Poisson, crustacés et fruits de mer

Mangez du poisson, des crustacés ou des fruits de mer une à deux fois par semaine, dont une fois du poisson gras.

Mangez du poisson une à deux fois par semaine, en privilégiant les produits durables riches en acides gras oméga-3.

Viandes rouges

Limitez votre consommation de viande rouge à 300 g par semaine au maximum.

·         La viande rouge peut être remplacée par des légumineuses, du poisson, de la volaille, des œufs ou d’autres substituts.

·         Choisissez des substituts qui représentent une alternative à part entière à la viande.

Viandes transformées

Mangez maximum 30 g de viande transformée par semaine.
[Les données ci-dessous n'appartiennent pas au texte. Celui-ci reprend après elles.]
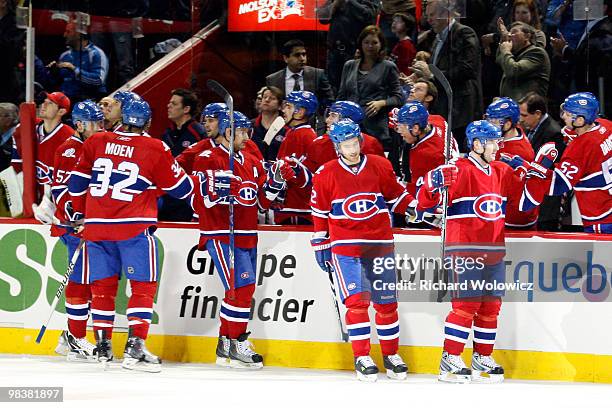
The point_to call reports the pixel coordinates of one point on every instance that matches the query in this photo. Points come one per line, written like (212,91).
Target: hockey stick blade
(60,289)
(273,130)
Remplacez les charcuteries par des conserves de poisson, des garnitures à base de légumineuses ou de légumes, des fruits, des fromages frais.

Boissons et aliments contenant des sucres ajoutés

Buvez le moins possible de boissons contenant des sucres ajoutés.

Privilégiez les boissons sans sucres ajoutés, l’eau étant le premier choix.

 

NUTRIMENTS1

   

Calcium

Veillez à un apport suffisant de calcium via diverses sources, dont le lait et les produits laitiers.

Veillez à vous assurer un apport quotidien d’au moins 950 mg de calcium.

Acides gras polyinsaturés, en particulier acides gras oméga-3

Préférez les huiles de colza, de soja et de noix et consommez des noix et graines.

Privilégiez les huiles non tropicales, les matières grasses tartinables et les matières grasses de cuisson liquides pour remplacer les margarines dures et le beurre.

Sodium et sel

Limitez votre consommation de sel à 5 g par jour au maximum.

Choisissez des produits pauvres en sel et évitez d’ajouter du sel lors de la préparation des aliments ou à table lors des repas. Les herbes et épices non salées sont de bonnes alternatives pour donner du goût aux aliments.


 

 

  1. voir aussi: CSS – Conseil Supérieur de la Santé. Recommandations nutritionnelles pour la Belgique – 2016. Bruxelles: CSS; 2016. Avis N°9285.